The head of the New York Fed said in an interview with Bloomberg Radio that he does not expect the gradual normalisation of the central bank’s balance sheet to cause ructions in the financial markets since investors are already expecting the move.
Mr Dudley, whose views are thought to closely align with those of Fed chief Janet Yellen, said the process of winding down the balance sheet would be done in a “passive” way, and would be “running in the background”, meaning that short-term interest rates would still be the Feds’s primary tool for tightening monetary policy. He reckons the normalisation will either begin in late 2017 or next year, depending on how the economy performs.
He had said on Thursday evening that the best way to narrow the balance sheet would be to “taper reinvestments” of maturing securities “gradually and predictably”.
The Fed’s balance sheet swelled dramatically in the wake of the 2008 financial crisis as the central bank unleashed numerous rounds of bond purchases aimed at pushing down long-term interest rates in a bid to resuscitate the flagging economy.

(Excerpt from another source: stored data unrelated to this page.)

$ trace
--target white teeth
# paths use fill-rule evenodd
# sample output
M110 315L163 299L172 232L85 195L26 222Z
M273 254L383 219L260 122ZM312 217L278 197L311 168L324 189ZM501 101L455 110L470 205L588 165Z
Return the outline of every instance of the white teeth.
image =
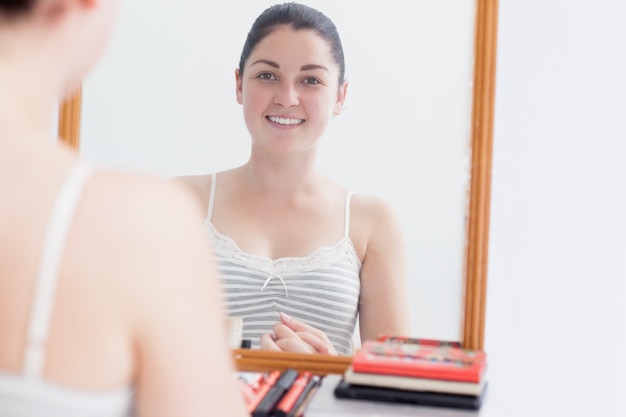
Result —
M302 119L286 119L284 117L276 117L276 116L268 116L267 117L270 122L278 123L279 125L299 125L300 123L304 123Z

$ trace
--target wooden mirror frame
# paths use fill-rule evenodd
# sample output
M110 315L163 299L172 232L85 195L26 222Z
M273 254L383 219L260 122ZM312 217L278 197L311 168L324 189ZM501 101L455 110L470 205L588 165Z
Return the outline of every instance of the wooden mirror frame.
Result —
M461 341L468 349L483 349L489 249L491 152L495 100L498 0L476 0L474 34L474 84L471 118L472 164L465 247L465 306ZM59 137L78 150L80 144L81 91L60 108ZM238 368L267 371L294 367L317 374L342 373L350 357L325 357L258 350L234 351Z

Mr Dudley also echoed several other Fed colleagues this week in saying that he reckons the Fed’s policy-setting Federal Open Market Committee is in a “reasonable place”, and that a “couple more hikes this year seems reasonable”.
The Fed lifted its benchmark lending rate this month for the third time since the end of the financial crisis, but has projected two more increases this year given the strength of the labour market and uptick in inflation.